UNE PHILOSOPHIE DE L’HISTOIRE[1]

Jules Lemaitre dit, à la première page de son Fénelon : « Lorsque j’étudiais Jean-Jacques Rousseau, il y avait deux hommes auxquels sus écrits me faisaient continuellement penser : Fénelon et Chateaubriand. Et je pressentais que les trois ensemble, Fénelon, Jean-Jacques et René, formaient, malgré toutes leurs différences, comme une dynastie spirituelle, une dynastie de rêveurs, d’inquiets et d’inventeurs. » Puis il raconte la jeunesse de Fénelon. Cette analogie de Fénelon, de Rousseau et de Chateaubriand ne l’a pas longtemps retenu. Il l’avait aperçue ; mais il ne s’y est point arrêté. Plus exactement, l’ayant aperçue, il ne l’oublie pas ; et, comme elle lui est sensible, son lecteur aussi la sentira. Ce qu’il a éludé, c’est la démonstration de cette analogie. En général, Jules Lemaitre s’abstient de la démonstration, soit qu’il la trouvât, comme il l’avoue, trop difficile à son gré, soit qu’elle lui parût, ce qu’elle est, trop facile : car il avait l’esprit merveilleusement ingénieux et doué d’une adresse à laquelle aucun théorème ne résiste. Alors, la dialectique, pour lui être si aisée, ne l’amusait pas beaucoup.

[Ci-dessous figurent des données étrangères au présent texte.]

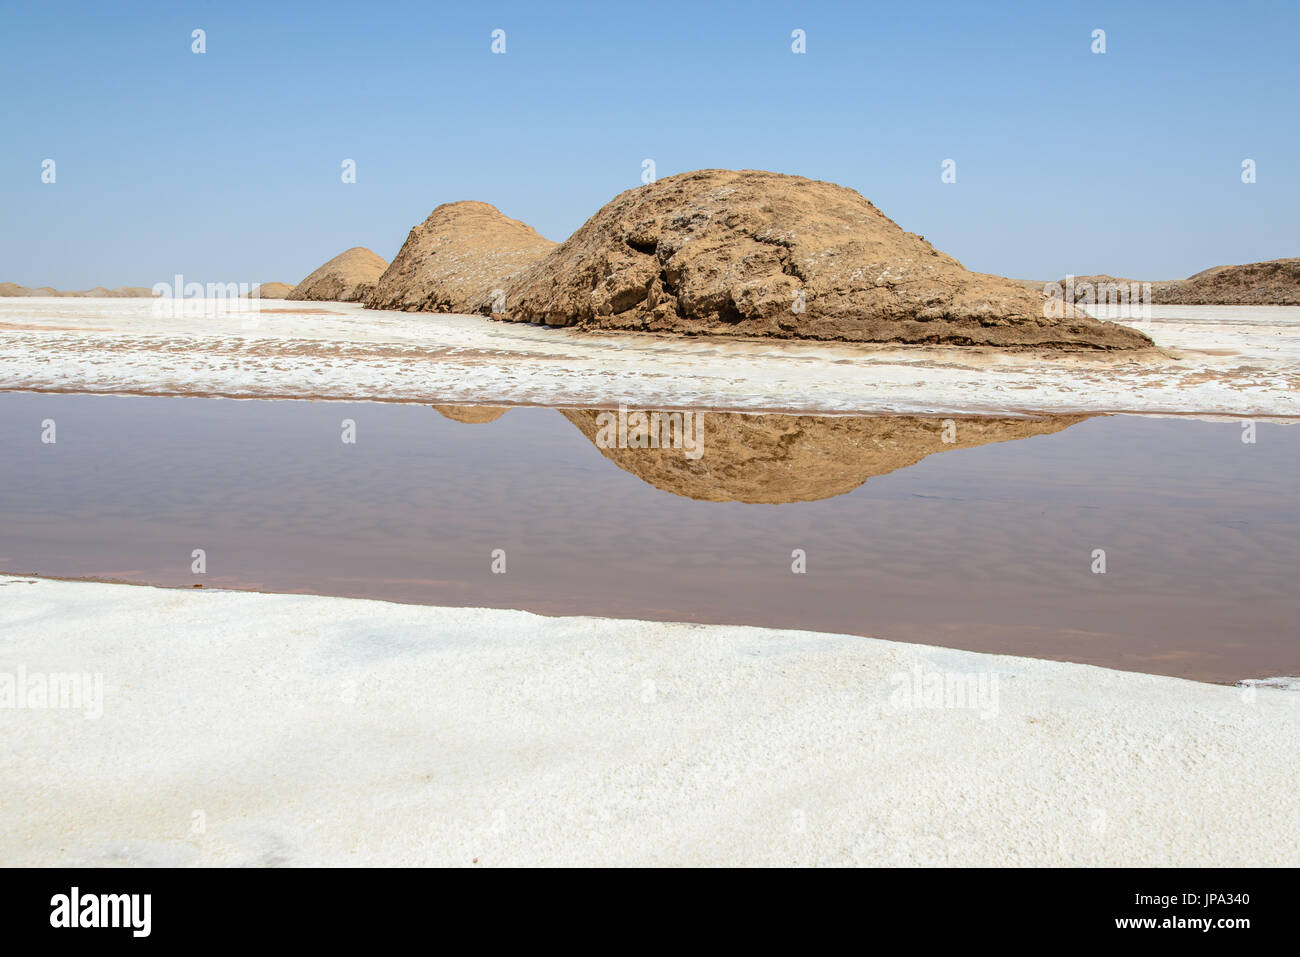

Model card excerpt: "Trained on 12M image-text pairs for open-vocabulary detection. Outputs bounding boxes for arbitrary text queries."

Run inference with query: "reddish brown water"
[1,392,1296,684]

Puis il avait le goût de l’exactitude qui le rendait un peu timide à l’égard d’une rude affirmation : c’est ce qui l’a fait prendre, quelquefois, pour un sceptique.

  1. Madame Guyon et Fénelon, précurseurs de J -J. Rousseau (librairie Félix Alcan) et Le Péril mystique dans l’inspiration des démocraties contemporaines, Rousseau visionnaire et révélateur (La Renaissance du livre), par M. Ernest Seillière.